After months of this, my hands are chapped and etched with a cartography of worry. A fissure has cracked open on my right thumb, which used to happen only in the bitterest Januaries. I clipped my nails as short as I could bear, for safety. This has improved my ukulele practice, and has hastened the callouses that have deadened the sensation on the chord-playing fingers of my left hand. Quite literally, my hands feel differently.

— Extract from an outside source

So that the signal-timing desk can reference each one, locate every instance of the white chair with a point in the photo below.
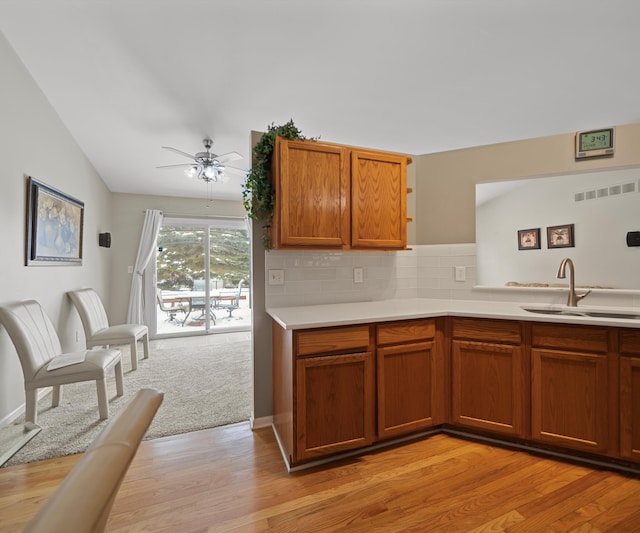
(97, 330)
(38, 346)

Victorians referred to handwriting as one’s “hand,” the curls and slant of the inked letters believed to convey the character of the writer. I try to pour myself into the notes I hand-write to friends as a means of “reaching out” — such a lame phrase. But because we are also quarantining our mail (let’s Google, again, how long the virus might live on paper), those messages are often long-delayed, as if they’d traveled by carriage in another century. A friend Facebook-messaged me about a thank you note I’d sent many weeks earlier. My hand had been waiting for her, stilled, in the stack of items that were too worrying to touch.

It will be a necessarily strange summer, all of us social distancing in the parks and on river paths, wearing our masks — please wear a mask! —and signaling our hellos with our eyes.  This summer, we might say,“the eyes have it,” if we were to engage in a particular kind of punning called homophonic paranomasia. But, of course, that’s no synecdoche.

And now, because it is mid-May and lilacs are blooming, I remember that 31 years ago, in Iowa City, my beloved and I hovered over the polished glass cases in a jewelry store, sliding strange wedding bands up and down our fingers and nervously doing the math to figure out how to buy two simple rings for under a hundred and twenty bucks. We dawdled and stammered, weighing desires against our little stack of dollars. The proprietor, who was also our landlord — it’s a small town — looked over his glasses and said sternly, “We at Herteen and Stocker like to say that if you can’t find a wedding ring here, you don’t really want to get married!”  We pointed at bands that were good enough, and hustled from the shop, in giddy relief. And then we gave “our hands” in marriage to one another — the part for the whole — and whole-heartedly.

Music: "All of Me" sung by Ella Fitzgerald

April Lidinsky is a writer, activist, mother, foodie, black-belt, organic gardener, and optimist. She is a Professor of Women's and Gender Studies at IU South Bend and is a reproductive justice advocate.